L'entreprise française Visions est ce que l'on appelle un intermédiaire de données. Elle a développé une technologie pour aider les détenteurs et les utilisateurs de données à partager des actifs (données, API...) dans divers secteurs. L'objectif : faciliter ce partage pour créer de nouveaux services. Cette activité est en train de s'accélérer considérablement sous l'impulsion du recours exponentiel à l'intelligence artificielle.
Accéder aux données fermées
Pour développer certains produits ou services, les entreprises et les administrations publiques ont besoin d'accéder à "un certain nombre de données qui sont aujourd'hui ce qu'on appelle des données fermées, c'est-à-dire qu'elles ne sont pas partagées, qu'elles sont protégées parce qu'elles sont personnelles ou parce qu'elles sont protégées par une entreprise", détaille Matthias de Bièvre, fondateur et CEO de la start-up Visions, interrogé par L'Usine Digitale. D'où son idée de commercialiser une marketplace en mode SaaS, baptisée "VisionsTrust", dans laquelle les entités partagent leurs données en personnalisant les accès.
Au lieu d'obliger les entités à signer des contrats pour chaque partage de données, VisionsTrust automatise ce processus. "Tous ces aspects techniques et légaux d'intégration sont standardisés, indique-t-il.
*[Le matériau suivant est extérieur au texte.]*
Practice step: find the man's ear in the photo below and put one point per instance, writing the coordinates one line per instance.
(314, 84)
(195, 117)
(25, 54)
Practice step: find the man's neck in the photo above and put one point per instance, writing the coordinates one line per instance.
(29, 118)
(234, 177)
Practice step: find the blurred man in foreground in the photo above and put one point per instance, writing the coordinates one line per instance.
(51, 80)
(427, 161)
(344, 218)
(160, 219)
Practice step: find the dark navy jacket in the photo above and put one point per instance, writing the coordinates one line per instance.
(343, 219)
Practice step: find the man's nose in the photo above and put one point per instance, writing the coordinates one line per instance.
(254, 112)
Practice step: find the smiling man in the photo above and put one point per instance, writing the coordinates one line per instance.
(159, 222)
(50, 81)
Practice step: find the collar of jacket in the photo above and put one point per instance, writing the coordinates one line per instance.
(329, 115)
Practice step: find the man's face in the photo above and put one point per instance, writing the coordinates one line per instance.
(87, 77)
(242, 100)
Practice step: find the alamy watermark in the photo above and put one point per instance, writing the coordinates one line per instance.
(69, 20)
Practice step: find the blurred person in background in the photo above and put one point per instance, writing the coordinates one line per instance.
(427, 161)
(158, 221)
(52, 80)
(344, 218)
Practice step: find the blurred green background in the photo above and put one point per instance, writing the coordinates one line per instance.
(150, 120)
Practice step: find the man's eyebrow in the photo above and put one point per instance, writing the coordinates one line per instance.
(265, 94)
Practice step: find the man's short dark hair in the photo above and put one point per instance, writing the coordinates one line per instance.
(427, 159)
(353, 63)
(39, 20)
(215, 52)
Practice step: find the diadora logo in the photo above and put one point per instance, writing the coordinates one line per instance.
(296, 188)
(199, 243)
Une fois que les deux parties se sont accordées, un accord est généré et un protocole automatisé va pouvoir le vérifier, puis mettre la donnée à disposition dans le bon format." Libre aux participants de fixer un prix sous la forme d'un abonnement ou en fonction de l'accès à une quantité de données.
Le CEO rappelle le contexte actuel du partage de la donnée au sein de l'Union européenne : "cette démarche s'inscrit dans le cadre dans la stratégie européenne de la donnée qui a été lancée en 2020. Elle consiste à dire que la matière première de l'économie aujourd'hui c'est la data. Or, celle dernière est soit captée par les acteurs américains sans aucun contrôle dessus, soit elle est enfermée dans plein d'organisations différentes et est donc inexploitable."
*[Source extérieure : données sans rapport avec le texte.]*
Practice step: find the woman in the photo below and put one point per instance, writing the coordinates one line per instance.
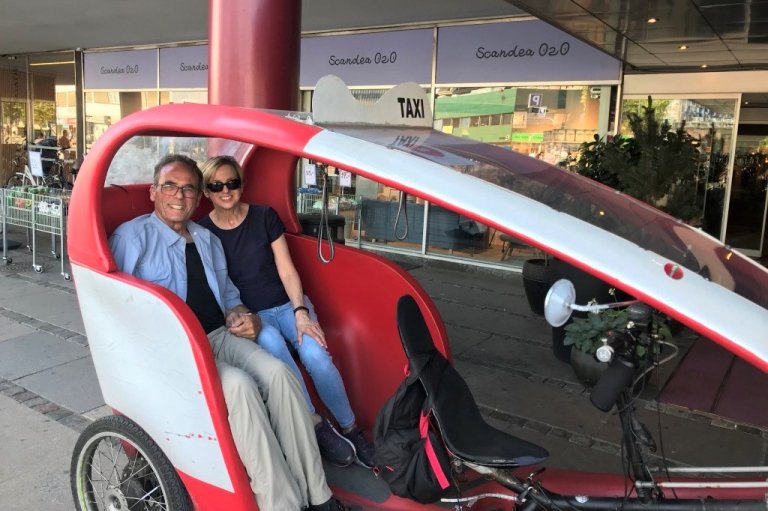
(260, 266)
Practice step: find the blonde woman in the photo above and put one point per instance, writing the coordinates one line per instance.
(261, 268)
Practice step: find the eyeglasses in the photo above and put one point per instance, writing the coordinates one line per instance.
(231, 184)
(172, 189)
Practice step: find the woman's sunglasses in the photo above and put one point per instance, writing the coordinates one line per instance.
(231, 184)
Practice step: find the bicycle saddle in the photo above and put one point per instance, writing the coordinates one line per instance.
(463, 430)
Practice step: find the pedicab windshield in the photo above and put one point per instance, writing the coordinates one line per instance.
(582, 198)
(558, 189)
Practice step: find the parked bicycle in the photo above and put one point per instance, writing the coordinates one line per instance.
(54, 177)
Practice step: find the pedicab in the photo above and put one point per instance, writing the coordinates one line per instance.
(168, 444)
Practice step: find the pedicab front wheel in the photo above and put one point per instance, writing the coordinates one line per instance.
(117, 466)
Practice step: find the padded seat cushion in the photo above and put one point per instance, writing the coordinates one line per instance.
(463, 429)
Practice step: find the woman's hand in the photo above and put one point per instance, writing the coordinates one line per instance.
(243, 324)
(306, 326)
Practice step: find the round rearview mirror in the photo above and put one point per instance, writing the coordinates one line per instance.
(558, 302)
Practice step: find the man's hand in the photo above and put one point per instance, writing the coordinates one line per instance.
(243, 324)
(305, 326)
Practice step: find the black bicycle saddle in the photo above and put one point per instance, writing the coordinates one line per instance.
(464, 431)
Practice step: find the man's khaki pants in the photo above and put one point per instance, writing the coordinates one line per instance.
(271, 425)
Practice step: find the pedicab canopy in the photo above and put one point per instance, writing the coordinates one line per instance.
(671, 266)
(656, 258)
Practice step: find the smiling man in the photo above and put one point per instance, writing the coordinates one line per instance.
(270, 422)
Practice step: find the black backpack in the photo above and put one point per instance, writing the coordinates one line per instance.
(410, 455)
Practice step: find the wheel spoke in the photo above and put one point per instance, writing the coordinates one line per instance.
(117, 470)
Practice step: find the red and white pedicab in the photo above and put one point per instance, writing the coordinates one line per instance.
(168, 446)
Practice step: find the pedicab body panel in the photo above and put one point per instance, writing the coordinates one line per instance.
(152, 358)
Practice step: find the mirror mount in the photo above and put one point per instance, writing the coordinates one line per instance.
(559, 303)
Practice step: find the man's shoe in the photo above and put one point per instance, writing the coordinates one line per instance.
(331, 504)
(333, 446)
(364, 450)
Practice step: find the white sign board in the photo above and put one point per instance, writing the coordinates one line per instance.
(377, 58)
(120, 70)
(185, 67)
(404, 105)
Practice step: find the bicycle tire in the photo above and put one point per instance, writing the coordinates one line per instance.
(141, 479)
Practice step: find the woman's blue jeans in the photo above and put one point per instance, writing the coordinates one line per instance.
(315, 359)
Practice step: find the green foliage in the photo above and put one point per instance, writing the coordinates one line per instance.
(586, 334)
(657, 165)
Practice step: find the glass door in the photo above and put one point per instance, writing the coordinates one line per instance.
(748, 199)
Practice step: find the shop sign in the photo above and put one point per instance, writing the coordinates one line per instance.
(380, 58)
(528, 137)
(185, 67)
(120, 70)
(519, 51)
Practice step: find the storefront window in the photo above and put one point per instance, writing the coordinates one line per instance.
(546, 122)
(171, 97)
(749, 188)
(711, 122)
(103, 108)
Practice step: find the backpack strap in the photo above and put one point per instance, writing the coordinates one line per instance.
(429, 449)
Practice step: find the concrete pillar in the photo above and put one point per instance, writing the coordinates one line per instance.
(254, 48)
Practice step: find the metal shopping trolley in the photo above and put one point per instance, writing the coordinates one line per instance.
(38, 211)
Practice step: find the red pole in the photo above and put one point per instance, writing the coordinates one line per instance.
(254, 48)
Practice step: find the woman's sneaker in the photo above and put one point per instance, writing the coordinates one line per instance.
(364, 450)
(331, 504)
(333, 446)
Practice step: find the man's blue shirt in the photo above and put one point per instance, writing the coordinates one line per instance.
(150, 250)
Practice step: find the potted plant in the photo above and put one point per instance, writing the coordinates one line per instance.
(585, 335)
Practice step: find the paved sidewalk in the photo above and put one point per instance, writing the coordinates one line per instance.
(49, 392)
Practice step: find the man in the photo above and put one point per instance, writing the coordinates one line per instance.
(64, 141)
(270, 422)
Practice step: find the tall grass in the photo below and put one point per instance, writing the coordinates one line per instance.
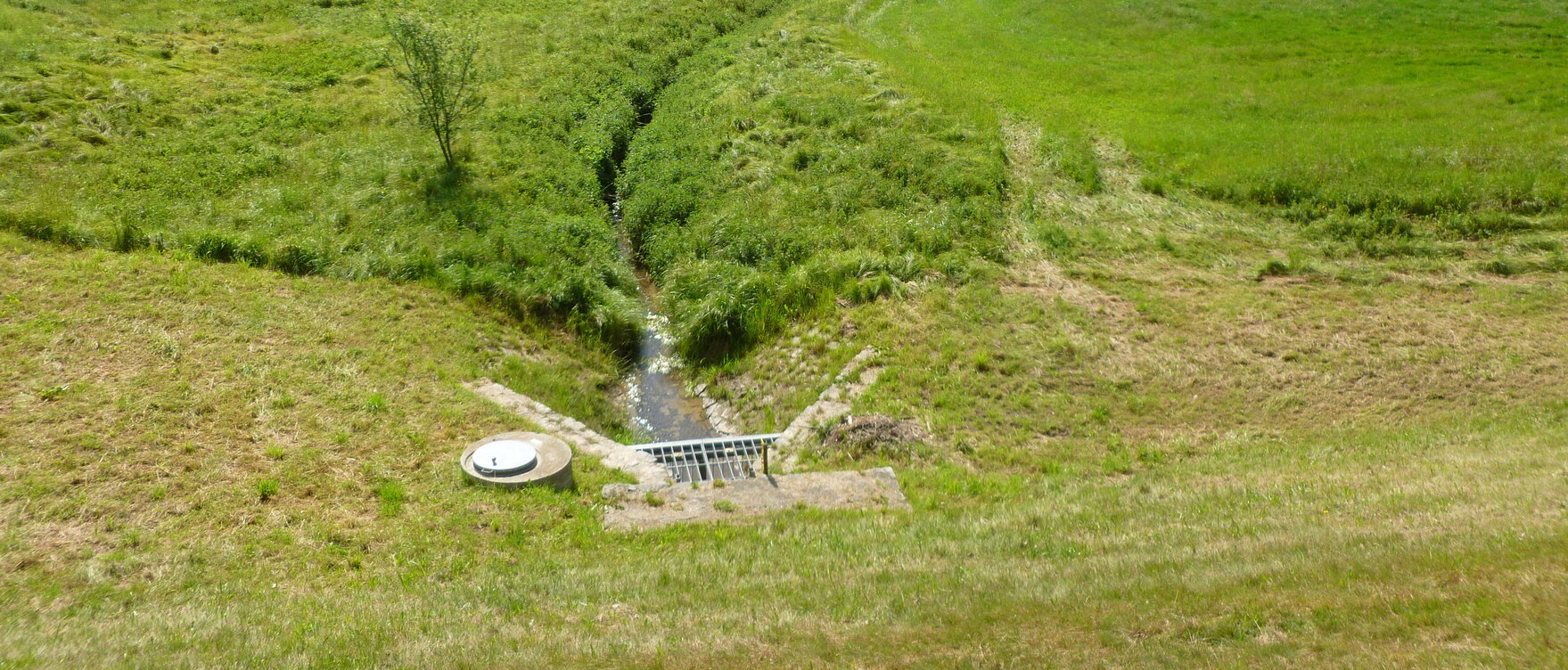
(778, 176)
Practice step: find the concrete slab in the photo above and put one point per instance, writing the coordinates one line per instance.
(636, 508)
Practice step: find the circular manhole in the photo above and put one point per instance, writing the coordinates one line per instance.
(507, 457)
(516, 459)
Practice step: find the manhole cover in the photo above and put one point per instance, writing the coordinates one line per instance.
(505, 457)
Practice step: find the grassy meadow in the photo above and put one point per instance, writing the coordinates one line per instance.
(1415, 107)
(1237, 331)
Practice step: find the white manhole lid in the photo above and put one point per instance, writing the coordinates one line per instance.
(504, 457)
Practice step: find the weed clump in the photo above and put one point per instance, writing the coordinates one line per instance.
(267, 489)
(875, 436)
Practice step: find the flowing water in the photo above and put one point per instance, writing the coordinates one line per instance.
(656, 392)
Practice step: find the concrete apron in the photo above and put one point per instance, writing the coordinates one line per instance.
(656, 502)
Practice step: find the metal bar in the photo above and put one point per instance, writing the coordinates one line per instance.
(715, 457)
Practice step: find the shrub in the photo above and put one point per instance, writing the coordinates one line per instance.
(390, 496)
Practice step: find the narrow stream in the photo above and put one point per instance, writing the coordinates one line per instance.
(656, 390)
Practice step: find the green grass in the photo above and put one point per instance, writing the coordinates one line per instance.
(1167, 429)
(778, 174)
(136, 490)
(1416, 107)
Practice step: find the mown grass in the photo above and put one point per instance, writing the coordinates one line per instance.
(1418, 109)
(780, 174)
(268, 134)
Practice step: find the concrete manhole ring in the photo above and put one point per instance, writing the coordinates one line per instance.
(518, 459)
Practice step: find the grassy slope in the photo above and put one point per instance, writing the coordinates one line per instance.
(134, 535)
(780, 174)
(268, 132)
(1132, 462)
(1416, 105)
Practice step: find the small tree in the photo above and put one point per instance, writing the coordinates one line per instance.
(436, 66)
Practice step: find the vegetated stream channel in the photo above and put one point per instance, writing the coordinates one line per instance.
(656, 396)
La réglementation peut imposer la création d'un data space
L'entrée dans un data space peut se faire de trois manières, détaille Matthias de Bièvre. La première est liée à la réglementation, "c'est la manière un peu brutale". Autrement dit, le législateur oblige certaines entreprises à créer un espace de données pour les partager. C'est le cas du European Data Health Space (EHDS). La deuxième manière de procéder passe par l'initiative "d'un ou plusieurs gros acteurs" qui dominent le marché et qui poussent "ses partenaires et fournisseurs" à suivre.
La troisième méthode, "la plus intéressante" selon le CEO, est liée à la volonté partagée d'un écosystème de travailler ensemble. Il prend l'exemple du secteur de l'éducation composé de "500 EdTech françaises et 3000 EdTech européennes". "Ce sont des petites structures qui ont intérêt à travailler main dans la main, ajoute-t-il. Car, seules, elles n'ont pas assez de données."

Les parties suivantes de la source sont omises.